Fooling Houdini by Alex Stone

Author:Alex Stone
Language: eng
Format: epub, mobi
Publisher: HarperCollins US


I HALF EXPECTED THE NEXT letter to arrive by homing pigeon or Hedwig the Owl. I waited for it with bated breath, on pins and needles and even a few steak knives. In the meantime, I began readying my defense. I’d decided I was going to make it a test case, a referendum on secrecy. I’d probably lose, but who knew? Maybe I’d manage to sway some liberal activist judge toward my rejectionist view of the magician’s code. I had visions of the Scopes trial. I fantasized about retaining Alan Dershowitz to represent me. I was preparing an amicus brief even though I had no idea what an amicus brief was. I had selected a philosopher friend as my co-counsel, along with a human rights lawyer from D.C. whom I’d met at a Halloween party. (I was Anton Chigurh, the killer in No Country for Old Men, and she was Vincent van Gogh’s Starry Night.) Court drawings would show my legal team—which I’d determined would include at least one clown—badgering the “ethics chairman” and those immaterial witnesses who’d lodged complaints against me wilting under the cross.

But it never happened.

December 24 came and went without incident. No letter. No owls. Nothing. The Society had backed away from the case. I’d called their bluff, stared them down with my legalese-laden letter, seizing victory before the first crack of the gavel. Case dismissed.

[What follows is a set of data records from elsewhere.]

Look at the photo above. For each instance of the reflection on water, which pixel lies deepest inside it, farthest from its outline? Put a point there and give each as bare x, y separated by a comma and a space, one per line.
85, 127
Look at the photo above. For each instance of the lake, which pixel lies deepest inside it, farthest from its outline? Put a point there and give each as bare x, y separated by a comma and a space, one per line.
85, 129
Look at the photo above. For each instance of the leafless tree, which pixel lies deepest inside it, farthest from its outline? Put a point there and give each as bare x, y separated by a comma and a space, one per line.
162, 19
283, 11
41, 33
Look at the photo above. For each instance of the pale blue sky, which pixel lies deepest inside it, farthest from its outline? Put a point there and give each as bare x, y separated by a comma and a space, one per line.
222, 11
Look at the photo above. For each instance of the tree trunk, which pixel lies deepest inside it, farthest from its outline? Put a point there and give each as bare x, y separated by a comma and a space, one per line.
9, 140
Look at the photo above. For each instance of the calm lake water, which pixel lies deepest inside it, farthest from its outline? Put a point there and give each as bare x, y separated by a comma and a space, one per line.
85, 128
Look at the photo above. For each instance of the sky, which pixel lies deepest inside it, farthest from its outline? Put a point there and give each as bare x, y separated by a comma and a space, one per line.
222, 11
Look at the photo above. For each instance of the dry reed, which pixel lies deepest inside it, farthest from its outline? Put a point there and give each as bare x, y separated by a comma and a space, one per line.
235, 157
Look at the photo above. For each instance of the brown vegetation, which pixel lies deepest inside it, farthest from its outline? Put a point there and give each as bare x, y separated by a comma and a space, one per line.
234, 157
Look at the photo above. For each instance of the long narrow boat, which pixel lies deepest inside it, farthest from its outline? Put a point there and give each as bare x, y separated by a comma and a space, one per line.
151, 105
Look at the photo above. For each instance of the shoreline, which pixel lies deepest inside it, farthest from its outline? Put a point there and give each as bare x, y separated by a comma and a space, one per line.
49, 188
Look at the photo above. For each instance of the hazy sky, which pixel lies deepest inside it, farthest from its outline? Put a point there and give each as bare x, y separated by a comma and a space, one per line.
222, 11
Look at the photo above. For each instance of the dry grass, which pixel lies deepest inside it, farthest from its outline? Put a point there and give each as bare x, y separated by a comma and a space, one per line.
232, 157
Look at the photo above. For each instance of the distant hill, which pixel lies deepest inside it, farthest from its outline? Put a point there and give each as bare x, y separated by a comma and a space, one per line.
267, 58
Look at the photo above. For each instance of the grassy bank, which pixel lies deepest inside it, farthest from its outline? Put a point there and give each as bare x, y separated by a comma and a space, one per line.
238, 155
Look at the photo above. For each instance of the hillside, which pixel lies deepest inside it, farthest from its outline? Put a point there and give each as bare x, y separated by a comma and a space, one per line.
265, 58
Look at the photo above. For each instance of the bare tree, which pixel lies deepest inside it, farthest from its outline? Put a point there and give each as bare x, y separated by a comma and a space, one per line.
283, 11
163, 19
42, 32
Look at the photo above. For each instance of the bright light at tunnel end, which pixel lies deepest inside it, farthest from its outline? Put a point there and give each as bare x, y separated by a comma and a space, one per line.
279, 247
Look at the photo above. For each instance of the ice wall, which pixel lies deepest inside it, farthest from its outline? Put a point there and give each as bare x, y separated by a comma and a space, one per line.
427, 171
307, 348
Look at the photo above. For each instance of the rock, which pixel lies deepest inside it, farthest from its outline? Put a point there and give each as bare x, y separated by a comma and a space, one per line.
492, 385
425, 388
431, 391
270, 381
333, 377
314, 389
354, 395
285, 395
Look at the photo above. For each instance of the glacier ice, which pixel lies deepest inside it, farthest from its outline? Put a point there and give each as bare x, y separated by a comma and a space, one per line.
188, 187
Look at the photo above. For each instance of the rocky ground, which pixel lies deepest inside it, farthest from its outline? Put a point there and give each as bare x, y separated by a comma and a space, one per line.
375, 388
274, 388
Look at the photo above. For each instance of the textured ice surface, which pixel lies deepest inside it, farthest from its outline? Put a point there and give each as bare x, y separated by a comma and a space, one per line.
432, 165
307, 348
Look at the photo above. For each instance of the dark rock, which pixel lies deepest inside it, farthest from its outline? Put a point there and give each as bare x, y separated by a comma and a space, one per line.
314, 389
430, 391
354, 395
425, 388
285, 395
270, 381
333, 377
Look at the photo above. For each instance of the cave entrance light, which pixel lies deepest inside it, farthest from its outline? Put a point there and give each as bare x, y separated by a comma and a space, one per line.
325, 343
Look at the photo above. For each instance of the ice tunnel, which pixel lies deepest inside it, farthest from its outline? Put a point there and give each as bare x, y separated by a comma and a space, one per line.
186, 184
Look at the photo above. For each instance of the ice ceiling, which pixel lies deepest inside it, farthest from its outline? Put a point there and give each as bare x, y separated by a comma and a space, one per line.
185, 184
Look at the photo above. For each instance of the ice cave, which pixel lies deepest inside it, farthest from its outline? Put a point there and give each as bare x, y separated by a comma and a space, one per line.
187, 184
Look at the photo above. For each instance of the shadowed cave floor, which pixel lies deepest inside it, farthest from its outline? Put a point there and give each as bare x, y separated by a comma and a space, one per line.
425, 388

Well . . . sort of. My membership at the local assembly had lapsed, and Tom Klem, the head of our local order, was refusing to let me pay my dues. I’d paid them late in the past, so this was the board’s way of ousting me on a technicality, ex parte and without a hearing. But my membership in the National Assembly remained valid, which was far more important.

Still, I felt uneasy. Even though I’d been granted a reprieve (more or less), the whole ordeal had cast a pall over my year of magical thinking. Not helping matters much was the fact that Richard M. Dooley, former president of the National Assembly, was denying any knowledge of having signed my Magic Olympics entry form. (He not only signed it, but also mailed it for me.) Maybe he forgot or was too ashamed at having rubber-stamped a loser—not to mention a traitor. After the Olympics, a new president had taken office. Had Dooley been cashiered because of me? I was told this was not the case, but I had my doubts.